Cent fois oui


«Ne fais pas l'enfant !». Cette injonction que l'on entend dans Cent culottes et sans papiers pourrait servir de sous-titre à l'excellent texte de Sylvain Levey, auteur souvent (et justement) primé. C'est que l'enfance n'est pas une sinécure, surtout lorsqu'on a la malchance de naître durant les heures sombres d'un vingtième siècle peu épargné par la folie des hommes. En à peine plus d'une heure, pas moins de vingt-neuf histoires se déroulent sous les yeux des spectateurs (dès 8 ans) qui voient défiler, du point de vue d'un écolier, l'histoire de France. Elle est inscrite en filigrane du quotidien de ce petit garçon qui apprend la construction grammaticale de la phrase (sur le modèle sujet-verbe-complément) via cet exemple cinglant de sa maîtresse : «ton père est collabo».

Ainsi va la vie au début des années 40 dans une petite école communale. Sur scène, trois comédiens adultes jouent à la fois des parents, des enfants, des instits', des militaires… Les rôles s'intervertissent à la vitesse de l'enchaînement des histoires ; cette folle allure donne du souffle à la pièce. Anne Courel, metteur en scène à la tête de la compagnie Ariadne, utilise avec dextérité des artifices tels que la projection d'images d'archives de l'Institut National de l'Audiovisuel (INA) des premiers congés payés ou de vidéos super 8 sur un petit mouchoir blanc que tient du bout des doigts un acteur.

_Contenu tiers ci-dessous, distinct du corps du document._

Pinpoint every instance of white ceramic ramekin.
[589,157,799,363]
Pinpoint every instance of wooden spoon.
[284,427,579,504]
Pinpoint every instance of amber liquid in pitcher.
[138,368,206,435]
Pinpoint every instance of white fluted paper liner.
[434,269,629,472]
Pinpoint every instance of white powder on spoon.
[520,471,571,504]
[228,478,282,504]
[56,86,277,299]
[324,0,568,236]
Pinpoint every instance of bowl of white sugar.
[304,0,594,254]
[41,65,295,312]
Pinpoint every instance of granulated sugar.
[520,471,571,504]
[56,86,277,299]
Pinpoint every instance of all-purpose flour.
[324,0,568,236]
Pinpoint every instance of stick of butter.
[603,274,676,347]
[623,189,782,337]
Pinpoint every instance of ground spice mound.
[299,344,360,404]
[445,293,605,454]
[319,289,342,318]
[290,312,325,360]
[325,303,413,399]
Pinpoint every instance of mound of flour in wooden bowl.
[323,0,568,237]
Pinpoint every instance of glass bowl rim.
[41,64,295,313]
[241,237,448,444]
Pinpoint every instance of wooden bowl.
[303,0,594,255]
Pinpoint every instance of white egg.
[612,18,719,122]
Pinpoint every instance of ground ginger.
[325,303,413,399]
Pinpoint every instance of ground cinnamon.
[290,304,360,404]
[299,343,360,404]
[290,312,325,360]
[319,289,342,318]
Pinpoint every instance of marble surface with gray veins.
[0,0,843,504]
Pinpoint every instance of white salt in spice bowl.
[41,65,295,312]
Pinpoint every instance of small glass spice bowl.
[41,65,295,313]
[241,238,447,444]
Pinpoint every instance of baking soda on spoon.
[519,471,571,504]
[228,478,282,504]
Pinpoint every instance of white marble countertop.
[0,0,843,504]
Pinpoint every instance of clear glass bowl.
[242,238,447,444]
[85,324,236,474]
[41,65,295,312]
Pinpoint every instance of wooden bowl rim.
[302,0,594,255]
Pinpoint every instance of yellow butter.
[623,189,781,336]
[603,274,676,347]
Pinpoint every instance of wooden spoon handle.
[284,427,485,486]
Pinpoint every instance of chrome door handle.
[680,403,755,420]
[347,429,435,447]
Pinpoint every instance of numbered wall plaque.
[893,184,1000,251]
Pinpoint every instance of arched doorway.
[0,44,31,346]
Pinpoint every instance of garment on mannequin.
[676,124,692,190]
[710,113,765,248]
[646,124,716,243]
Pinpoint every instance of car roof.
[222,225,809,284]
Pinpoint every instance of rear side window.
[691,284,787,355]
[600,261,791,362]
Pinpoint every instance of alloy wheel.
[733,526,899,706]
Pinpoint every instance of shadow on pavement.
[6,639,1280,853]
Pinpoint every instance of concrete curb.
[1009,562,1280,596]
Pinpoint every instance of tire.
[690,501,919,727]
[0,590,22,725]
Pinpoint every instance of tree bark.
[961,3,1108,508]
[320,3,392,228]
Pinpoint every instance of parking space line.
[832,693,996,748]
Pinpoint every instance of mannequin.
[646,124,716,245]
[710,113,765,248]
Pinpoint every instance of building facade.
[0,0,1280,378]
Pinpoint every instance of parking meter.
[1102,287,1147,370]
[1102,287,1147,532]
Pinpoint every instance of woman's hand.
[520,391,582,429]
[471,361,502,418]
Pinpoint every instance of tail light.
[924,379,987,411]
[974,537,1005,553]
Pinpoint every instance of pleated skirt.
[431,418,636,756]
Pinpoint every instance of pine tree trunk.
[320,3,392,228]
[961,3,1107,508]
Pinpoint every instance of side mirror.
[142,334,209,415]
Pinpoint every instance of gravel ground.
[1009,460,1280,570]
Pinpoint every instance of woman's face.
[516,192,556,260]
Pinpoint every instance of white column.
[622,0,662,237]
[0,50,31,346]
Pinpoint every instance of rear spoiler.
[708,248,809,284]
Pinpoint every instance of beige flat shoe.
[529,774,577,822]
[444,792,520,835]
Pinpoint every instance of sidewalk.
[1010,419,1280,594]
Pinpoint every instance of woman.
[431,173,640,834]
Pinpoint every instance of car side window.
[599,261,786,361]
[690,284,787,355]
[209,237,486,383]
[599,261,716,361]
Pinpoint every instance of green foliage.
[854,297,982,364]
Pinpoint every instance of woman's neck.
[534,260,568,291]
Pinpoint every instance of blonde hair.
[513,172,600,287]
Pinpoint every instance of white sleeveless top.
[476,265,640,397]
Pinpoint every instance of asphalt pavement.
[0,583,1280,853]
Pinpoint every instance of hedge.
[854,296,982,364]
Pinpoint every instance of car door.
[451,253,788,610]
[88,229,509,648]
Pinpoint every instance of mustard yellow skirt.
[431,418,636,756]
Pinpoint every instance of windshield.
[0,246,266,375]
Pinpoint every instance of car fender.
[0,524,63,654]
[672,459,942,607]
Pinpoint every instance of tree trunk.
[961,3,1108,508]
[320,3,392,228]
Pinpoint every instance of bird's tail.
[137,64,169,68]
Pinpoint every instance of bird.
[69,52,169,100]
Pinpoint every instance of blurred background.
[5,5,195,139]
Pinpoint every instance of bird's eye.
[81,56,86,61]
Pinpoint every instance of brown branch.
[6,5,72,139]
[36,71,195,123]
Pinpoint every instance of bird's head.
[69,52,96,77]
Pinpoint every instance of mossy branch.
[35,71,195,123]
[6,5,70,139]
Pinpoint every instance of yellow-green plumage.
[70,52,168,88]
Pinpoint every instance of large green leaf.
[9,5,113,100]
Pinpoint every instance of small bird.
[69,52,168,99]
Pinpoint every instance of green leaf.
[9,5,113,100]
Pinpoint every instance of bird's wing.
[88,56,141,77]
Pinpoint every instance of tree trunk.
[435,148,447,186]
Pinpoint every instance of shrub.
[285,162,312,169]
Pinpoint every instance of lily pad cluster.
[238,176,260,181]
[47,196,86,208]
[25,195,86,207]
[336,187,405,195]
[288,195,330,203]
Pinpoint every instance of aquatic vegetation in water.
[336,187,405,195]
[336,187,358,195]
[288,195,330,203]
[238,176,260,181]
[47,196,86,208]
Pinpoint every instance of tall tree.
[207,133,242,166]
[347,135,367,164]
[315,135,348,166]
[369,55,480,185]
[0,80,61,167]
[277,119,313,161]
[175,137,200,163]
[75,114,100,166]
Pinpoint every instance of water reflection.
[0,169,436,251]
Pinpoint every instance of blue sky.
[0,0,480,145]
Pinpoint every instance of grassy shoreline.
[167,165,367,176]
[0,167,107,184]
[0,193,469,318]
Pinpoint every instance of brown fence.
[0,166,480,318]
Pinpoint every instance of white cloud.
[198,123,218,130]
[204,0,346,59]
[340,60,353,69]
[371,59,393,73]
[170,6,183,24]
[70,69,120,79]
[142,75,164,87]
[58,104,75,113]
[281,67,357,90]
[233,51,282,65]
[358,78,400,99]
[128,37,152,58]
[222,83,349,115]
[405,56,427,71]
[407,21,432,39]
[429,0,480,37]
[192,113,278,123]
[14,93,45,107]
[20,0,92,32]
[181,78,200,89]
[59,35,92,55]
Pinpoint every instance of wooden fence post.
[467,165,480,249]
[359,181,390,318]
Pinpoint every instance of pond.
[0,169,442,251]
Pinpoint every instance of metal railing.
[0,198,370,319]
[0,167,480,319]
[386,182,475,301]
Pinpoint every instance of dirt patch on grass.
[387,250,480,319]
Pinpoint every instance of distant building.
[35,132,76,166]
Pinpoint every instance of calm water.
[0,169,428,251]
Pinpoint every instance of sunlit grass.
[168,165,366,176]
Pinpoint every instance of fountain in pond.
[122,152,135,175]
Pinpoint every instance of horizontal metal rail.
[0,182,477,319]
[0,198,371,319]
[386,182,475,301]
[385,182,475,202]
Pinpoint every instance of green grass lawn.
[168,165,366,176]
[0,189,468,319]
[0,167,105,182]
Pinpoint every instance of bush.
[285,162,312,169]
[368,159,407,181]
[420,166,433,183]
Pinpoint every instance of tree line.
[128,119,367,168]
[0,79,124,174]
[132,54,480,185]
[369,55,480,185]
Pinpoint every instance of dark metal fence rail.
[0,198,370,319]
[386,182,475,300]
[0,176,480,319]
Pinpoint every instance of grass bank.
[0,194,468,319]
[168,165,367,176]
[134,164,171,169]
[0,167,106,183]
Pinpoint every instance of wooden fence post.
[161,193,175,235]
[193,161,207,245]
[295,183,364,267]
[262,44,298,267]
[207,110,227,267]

Si le spectacle s'épuise un peu en bout de course à force de vouloir évoquer un maximum de sujets très actuels (la malbouffe, l'obésité, le jeu du foulard), il n'en demeure pas moins marquant car il est émaillé de nombreuses trouvailles comme cette scène douce-amère à l'image de la pièce : l'enfant porte son étoile jaune à l'oreille comme il le ferait avec un coquillage. Il n'entend pas le ressac de la mer, mais le bruit des bottes.